Helene Hegemann | Jage zwei Tiger

Roman
Hanser Berlin, 2013
ISBN 978-3-446-24367-5




Das ist so aus der Mode gekommen, dass es fast schon wieder "in" ist. Es gibt die übermächtigen Mamas, die gütigen Papas, die sich in ihrer elterlichen Fürsorge nicht lumpen lassen, wobei Ausnahmen natürlich die Regel bestätigen. Dagegen dürfen die Kinder dann nach allen Regeln der Kunst rebellieren - die Eltern werden bedenkenlos beide Augen zudrücken. Ach, was gäben andere Töchter und Söhne für so einen Papa wie ihn die Autorin Hegemann hat! Der es fertig bringt, sein Mädchen im Literaturbetrieb so richtig groß herauszubringen - und zwar mit Texten, die eigentlich genau das verkörpern, was böse Mädchen so unheimlich gerne tun: Dem Papa die Zunge rausstrecken - ihm und seiner Generation mit ihren Vorbildern und Idealen. Und der Papa und seine Freunde sind mittlerweile so saturiert und erfolgs-erschöpft, dass sie es richtig cool finden, wenn die eigenen Sprösslinge ihnen dreist in die Fresse hauen und all den Göttern eine Nase drehen, die sie ihr ganzes Leben so erfolgreich angehimmelt haben. "Götter" mit Namen wie "literarische Könnerschaft" oder "Originalität".

Die Momente, wenn die Aufklärung in ihr Gegenteil umschlägt, sind prickelnd, und schon der alte Horkheimer (zusammen mit diesem Typen, der alles von ihm abgeschrieben hat: Adorno) wussten, dass diese Peripetie zumeist die Farbenfolge des Generationenkonfliktes trägt. Selten, sagen wir es frank und frei, ereignet sich der Umschlag in die Gegenaufklärung innerhalb einer Vita. Zumeist ist es ein Merkmal der Erbfolge.

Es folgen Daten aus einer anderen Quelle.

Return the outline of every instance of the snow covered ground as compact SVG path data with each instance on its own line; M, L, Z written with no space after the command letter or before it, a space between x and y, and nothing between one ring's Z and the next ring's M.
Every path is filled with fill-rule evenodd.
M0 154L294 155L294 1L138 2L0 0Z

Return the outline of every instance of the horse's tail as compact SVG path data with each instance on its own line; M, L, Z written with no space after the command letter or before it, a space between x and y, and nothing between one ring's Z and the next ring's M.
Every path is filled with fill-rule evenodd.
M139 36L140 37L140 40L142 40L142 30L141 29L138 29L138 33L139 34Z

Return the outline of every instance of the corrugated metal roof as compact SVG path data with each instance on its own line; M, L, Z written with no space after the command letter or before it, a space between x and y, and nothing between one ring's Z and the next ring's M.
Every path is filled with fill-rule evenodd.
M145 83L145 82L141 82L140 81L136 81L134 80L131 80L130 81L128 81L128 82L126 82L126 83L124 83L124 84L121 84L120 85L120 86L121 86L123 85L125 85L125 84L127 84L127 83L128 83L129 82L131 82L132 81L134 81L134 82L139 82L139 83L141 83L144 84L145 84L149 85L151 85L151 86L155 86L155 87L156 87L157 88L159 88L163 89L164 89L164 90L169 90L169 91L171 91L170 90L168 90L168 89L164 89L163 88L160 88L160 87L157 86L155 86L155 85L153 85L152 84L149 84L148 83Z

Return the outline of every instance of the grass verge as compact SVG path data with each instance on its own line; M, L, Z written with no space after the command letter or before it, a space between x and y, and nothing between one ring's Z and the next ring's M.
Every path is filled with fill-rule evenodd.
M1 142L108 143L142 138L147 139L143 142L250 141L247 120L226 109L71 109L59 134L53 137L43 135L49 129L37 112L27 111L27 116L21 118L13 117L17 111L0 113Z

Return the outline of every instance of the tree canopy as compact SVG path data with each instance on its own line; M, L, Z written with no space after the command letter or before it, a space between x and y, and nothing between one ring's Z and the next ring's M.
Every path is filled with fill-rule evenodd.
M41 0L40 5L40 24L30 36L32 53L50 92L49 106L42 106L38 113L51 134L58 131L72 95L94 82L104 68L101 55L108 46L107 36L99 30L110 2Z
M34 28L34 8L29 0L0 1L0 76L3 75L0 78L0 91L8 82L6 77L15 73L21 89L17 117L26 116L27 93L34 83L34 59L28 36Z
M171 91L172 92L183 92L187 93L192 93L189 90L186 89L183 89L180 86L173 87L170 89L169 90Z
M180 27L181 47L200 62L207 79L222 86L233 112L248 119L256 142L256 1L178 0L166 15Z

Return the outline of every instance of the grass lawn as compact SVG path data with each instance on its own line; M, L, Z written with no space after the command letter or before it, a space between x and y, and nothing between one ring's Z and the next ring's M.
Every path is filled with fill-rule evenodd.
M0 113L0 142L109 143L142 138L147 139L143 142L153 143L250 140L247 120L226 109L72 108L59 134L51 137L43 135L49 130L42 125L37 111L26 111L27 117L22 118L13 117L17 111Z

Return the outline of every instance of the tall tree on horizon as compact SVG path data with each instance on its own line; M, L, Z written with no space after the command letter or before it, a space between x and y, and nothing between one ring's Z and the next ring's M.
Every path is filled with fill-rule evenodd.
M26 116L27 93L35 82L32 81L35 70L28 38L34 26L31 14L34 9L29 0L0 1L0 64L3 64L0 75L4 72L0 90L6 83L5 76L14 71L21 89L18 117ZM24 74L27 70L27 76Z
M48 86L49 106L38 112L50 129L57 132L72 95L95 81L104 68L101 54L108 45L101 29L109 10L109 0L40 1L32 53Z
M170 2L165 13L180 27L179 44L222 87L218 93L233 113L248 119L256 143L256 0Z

Helene Hegemann, die Erbin, gibt sich in ihrer Prosa betont lässig. Lässigkeit aber, so steht zu vermuten, ist nicht das, was ihre spezifische Idee von Literatur ist. Authentizität scheint vielmehr ihr bevorzugter Spleen zu sein, was sie, die Autorin, peinlicherweise mit Originalität verwechselt. Ist es aber nicht!

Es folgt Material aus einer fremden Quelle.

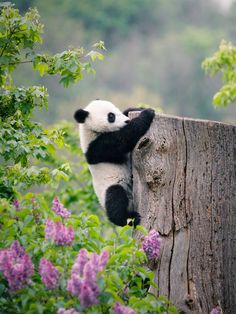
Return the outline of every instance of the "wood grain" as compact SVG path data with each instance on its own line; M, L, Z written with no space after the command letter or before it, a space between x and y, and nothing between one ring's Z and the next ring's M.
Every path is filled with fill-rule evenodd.
M156 114L132 164L142 225L162 236L155 293L180 313L236 313L236 127Z

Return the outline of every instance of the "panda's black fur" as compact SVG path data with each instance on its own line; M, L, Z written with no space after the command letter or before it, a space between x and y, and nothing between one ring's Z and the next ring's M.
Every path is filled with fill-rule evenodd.
M152 109L144 109L129 120L132 110L122 114L112 103L95 100L74 114L96 194L109 220L118 226L126 225L129 218L134 225L140 223L132 208L130 153L155 116Z

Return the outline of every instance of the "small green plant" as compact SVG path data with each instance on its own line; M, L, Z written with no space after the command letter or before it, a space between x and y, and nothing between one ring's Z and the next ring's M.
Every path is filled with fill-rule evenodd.
M213 104L215 106L226 107L236 101L236 47L231 43L222 41L219 50L215 54L204 60L203 69L211 76L221 73L224 85L214 95Z

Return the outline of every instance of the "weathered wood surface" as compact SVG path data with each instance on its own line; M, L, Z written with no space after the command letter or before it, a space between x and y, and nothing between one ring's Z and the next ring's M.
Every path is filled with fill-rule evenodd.
M236 127L157 114L133 152L133 189L162 236L155 293L180 313L236 313Z

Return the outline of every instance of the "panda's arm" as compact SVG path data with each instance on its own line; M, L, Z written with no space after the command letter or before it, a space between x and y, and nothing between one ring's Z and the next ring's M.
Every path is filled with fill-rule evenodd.
M155 116L152 109L145 109L119 131L101 134L90 143L86 152L89 164L111 162L122 164L139 139L147 132Z
M143 107L139 107L139 108L134 108L134 107L130 107L130 108L127 108L123 111L123 114L128 117L129 116L129 112L132 112L132 111L143 111L145 110L145 108Z

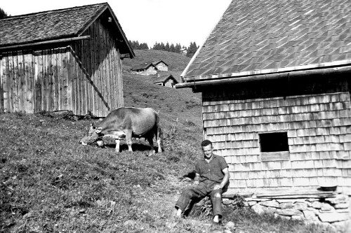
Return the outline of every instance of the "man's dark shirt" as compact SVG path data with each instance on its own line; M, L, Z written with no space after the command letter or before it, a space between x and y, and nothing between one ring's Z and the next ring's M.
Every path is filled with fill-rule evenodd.
M222 171L228 167L227 162L222 156L213 155L209 163L206 162L205 158L200 160L195 164L195 171L199 176L199 181L204 182L206 180L212 181L220 183L223 180L224 174Z

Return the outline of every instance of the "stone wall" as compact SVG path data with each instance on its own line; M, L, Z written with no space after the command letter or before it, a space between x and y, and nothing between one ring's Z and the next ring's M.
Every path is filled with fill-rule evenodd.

Denn da gibt es zwei grundverschiedene Thesen!

Die erste These: Authentisch ist, was knallt, was roh ist und ohne Stilisierung daherkommt. Was sich nicht um formale Schönheit schert. Das wäre in ihrem Fall vielleicht anti-väterlich. (Jedenfalls nicht das Zeug, das Papa und seine Freunde gut finden.) Einst sagte Virginia Woolf über Joyce, er schreibe roh, nicht gekocht. So etwas in der Art. Oder denken wir an die "neue Sachlichkeit", etwa an Döblin, an Keun. So könnten wir der Sache Hegemann näher kommen. Zugegeben also: Es gibt Könner der Rohheit. Aber lassen wir diesen Gedanken. Joyce. Döblin, Keun. Das rückt die Hegemann doch definitiv in die falsche Ecke! Denn: Es ist nicht eigentlich Kunst in ihren Texten zu finden, sondern allein diese Idee!

Zweite These: Authentisch ist, was das Wesen der Wirklichkeit widerspiegelt. Goethe nannte das "Realismus", meinte damit aber etwas anderes: Bei ihm war da poetische Stilisierung inklusive. Aber genau das will Hegemann ja nicht, weshalb sie eben die erste These bedient. Doch verteidigt sie die Abbildungsthese so radikal, dass von ihrem heimlichen Ziel, der zweiten These, nichts, absolut nichts übrig bleibt. Das ist bei Joyce und Döblin und Keun bekanntermaßen anders.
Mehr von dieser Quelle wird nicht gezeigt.